The Welsh government saved hundreds of millions of pounds by using the public sector to run coronavirus response programmes and then channelled the extra money to help small businesses survive the pandemic.
Spending per head on the test and trace programme and personal protective equipment (PPE) during the last financial year was half that in England, analysis of government figures shows.
Cardiff invested in local authority tracing teams while UK prime minister Boris Johnson’s Westminster government paid billions of pounds to private companies such as Serco to administer contact tracing in England.
The Welsh government also continued to use trusted suppliers to procure PPE while the UK Department of Health turned to companies without experience, including several with ties to Conservative MPs and ministers.
A report by the public spending watchdog, the National Audit Office, found the UK paid £10bn above pre-pandemic market prices to secure stock. Wales also gave more to other UK nations than it received.
“The fact we were able to run a more successful and more efficient test and trace system meant we had more latitude, the same on PPE. We didn’t give ‘contracts for the boys’, there was no VIP lane,” Vaughan Gething, the Welsh government’s economy minister, told the Financial Times.
“That has meant we have been able to support businesses in a more generous way.” About 160,000 jobs had been saved with £2.5bn of funds, he said.
Under the Barnett formula, used by the UK Treasury to calculate the annual block grants distributed to Wales, Northern Ireland and Scotland, extra spending in areas such as health in England is also given proportionally to the devolved nations to spend as they choose.
Wales’s Labour administration received almost £1.1bn for test and trace and PPE in 2020/21. Cardiff University’s Wales Governance Centre estimated that the government actually spent £533m on those areas. That was £158 per person, 48 per cent lower than in England.
Using the saved money, Wales has exempted small and medium-sized companies in the leisure and hospitality sector from business rates until next April, while those in England are paying one-third of their usual rates from July 1 and full rates from April 1 2022.
Grants are also more generous, up to £25,000. In England “restart grants” of up to £6,000 are being paid to non-essential retail business premises. Grants of up to £18,000 are being allocated to hospitality, accommodation, leisure, personal care and gym businesses with premises, which were closed for longer and more affected by restrictions when they did reopen.
“If the English restart grant was applied in Wales, 85 per cent of businesses here would receive between £2,000 and £8,000. The minimum an eligible business in Wales with a property of any size will have received is £10,000,” the Welsh government said.
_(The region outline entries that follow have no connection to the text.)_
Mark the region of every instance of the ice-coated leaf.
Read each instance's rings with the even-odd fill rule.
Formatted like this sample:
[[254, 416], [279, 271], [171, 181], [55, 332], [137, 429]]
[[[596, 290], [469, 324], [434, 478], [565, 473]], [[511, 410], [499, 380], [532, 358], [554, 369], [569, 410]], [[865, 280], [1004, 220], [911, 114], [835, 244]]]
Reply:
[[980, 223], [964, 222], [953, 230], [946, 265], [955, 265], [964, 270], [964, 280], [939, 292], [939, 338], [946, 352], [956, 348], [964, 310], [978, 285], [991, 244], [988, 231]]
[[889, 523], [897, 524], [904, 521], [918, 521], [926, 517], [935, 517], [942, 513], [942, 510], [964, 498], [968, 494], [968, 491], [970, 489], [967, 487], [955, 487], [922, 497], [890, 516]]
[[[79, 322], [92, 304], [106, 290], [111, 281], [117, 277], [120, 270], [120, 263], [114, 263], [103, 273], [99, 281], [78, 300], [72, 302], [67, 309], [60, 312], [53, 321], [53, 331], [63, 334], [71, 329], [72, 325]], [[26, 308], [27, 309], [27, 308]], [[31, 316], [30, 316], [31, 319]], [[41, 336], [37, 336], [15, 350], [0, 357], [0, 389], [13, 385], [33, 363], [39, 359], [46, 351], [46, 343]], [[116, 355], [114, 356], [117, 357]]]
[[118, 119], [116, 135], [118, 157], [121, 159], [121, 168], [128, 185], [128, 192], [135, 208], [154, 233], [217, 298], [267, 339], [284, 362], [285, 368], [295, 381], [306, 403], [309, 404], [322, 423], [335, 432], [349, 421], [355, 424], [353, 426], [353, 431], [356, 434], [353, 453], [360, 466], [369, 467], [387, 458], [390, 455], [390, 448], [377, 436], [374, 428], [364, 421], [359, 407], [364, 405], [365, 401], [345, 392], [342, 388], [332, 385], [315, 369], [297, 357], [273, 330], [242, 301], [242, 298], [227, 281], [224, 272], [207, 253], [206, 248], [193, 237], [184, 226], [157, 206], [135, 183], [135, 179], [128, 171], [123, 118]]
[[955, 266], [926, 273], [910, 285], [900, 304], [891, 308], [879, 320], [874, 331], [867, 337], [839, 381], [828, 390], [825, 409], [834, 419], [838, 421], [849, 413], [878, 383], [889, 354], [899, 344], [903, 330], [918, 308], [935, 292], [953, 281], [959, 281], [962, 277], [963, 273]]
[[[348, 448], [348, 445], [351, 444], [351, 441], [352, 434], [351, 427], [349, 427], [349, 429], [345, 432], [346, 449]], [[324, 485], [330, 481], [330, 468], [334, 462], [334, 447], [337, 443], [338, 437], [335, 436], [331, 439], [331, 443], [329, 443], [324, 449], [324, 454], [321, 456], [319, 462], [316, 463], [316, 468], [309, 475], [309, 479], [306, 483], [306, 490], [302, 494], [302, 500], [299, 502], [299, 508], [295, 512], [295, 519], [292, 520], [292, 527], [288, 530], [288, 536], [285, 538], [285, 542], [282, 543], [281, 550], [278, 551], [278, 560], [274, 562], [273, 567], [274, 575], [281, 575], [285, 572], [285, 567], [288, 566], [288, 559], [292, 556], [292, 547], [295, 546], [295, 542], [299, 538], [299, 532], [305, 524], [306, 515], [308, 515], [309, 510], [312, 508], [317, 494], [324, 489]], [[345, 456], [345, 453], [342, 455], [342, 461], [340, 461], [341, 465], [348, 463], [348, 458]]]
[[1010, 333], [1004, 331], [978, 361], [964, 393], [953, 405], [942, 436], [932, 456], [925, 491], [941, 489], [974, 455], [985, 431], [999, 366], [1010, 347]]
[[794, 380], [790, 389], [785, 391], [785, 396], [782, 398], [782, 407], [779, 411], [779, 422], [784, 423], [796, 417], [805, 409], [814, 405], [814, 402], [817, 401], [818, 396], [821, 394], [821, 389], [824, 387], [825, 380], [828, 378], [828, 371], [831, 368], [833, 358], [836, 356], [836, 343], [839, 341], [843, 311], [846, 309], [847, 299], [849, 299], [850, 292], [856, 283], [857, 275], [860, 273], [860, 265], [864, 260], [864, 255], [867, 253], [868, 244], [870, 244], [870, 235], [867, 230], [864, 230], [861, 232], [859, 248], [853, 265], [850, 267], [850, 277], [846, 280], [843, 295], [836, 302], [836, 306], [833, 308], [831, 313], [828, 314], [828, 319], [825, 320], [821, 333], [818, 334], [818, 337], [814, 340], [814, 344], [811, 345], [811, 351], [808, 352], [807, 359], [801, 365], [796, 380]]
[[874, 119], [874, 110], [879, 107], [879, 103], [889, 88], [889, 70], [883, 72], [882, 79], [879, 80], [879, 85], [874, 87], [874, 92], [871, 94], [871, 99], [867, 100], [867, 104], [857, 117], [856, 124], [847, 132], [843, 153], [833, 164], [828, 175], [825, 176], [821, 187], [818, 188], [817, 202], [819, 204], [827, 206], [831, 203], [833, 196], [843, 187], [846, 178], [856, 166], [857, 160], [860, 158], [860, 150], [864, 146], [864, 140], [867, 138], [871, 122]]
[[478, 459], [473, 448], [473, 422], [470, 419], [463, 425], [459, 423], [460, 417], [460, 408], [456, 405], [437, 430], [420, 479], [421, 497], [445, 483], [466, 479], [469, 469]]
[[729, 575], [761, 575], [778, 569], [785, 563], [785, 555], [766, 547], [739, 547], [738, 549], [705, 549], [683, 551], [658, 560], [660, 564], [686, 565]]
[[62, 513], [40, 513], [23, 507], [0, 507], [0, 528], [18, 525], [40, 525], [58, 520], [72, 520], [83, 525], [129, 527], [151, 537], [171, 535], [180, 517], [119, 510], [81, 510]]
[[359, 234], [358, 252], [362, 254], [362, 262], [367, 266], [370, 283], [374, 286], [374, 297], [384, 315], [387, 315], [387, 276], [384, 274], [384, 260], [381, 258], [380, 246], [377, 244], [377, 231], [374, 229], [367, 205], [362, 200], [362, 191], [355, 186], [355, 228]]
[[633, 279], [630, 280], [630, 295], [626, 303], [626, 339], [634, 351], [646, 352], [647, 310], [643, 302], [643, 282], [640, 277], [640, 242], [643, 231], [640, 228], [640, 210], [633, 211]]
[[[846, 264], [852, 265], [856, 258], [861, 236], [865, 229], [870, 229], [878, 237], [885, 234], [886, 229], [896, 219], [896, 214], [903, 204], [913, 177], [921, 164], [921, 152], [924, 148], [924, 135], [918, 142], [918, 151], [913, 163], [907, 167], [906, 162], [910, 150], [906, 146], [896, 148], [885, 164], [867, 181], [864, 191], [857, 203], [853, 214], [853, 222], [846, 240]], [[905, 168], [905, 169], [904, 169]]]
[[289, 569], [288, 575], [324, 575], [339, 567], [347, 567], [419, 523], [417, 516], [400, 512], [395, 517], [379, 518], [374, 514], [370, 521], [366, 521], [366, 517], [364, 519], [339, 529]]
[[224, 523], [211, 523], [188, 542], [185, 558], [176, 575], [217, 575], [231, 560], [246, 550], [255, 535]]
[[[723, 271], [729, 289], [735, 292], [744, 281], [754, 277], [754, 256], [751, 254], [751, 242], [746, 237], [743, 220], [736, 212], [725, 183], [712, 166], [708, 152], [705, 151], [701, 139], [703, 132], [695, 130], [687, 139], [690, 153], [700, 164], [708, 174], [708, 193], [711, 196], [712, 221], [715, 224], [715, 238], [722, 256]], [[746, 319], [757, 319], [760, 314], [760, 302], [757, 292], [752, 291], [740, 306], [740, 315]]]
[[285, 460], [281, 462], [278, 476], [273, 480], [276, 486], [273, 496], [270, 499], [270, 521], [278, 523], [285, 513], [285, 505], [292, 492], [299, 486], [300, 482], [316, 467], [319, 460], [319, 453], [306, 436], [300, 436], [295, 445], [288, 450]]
In Wales, a café with four staff and a rateable value of £12,001 would have been eligible for £21,000 since December 2020. The equivalent business in England would have received a maximum of £18,000.
Wales has also given up to £7,500 to self-employed people who had not received any national government support.
Gething said the economy was bouncing back strongly. Wales was the only UK nation to increase the number of foreign direct investment projects in 2020-21. It attracted 72 projects, up 16 per cent on the year before. Overall, the UK attracted 17 per cent fewer compared with the previous year.
Gething’s economic strategy includes a “Young Person’s Guarantee” giving everyone under 25 the offer of work, education, training, or self-employment, and 25,000 all-age apprenticeships over five years.
But he said Wales, the UK’s poorest region, needed more support from London to meet Johnson’s pledge to “level up” prosperity across the country.
The UK government should work with the nations and grant them more powers, he said. “You cannot level up from the top down.”
London has defended its package of business support as one of the best in the world, including paying 80 per cent of staff wages through the furlough scheme, which is winding down.
Lucy Frazer, solicitor general for England and Wales, told BBC Radio 4’s Today programme on Friday: “There has been a significant amount of support. We have spent more than £400bn. As we open up again, as business revives, and start to trade again we need to ensure that they start to pay again.”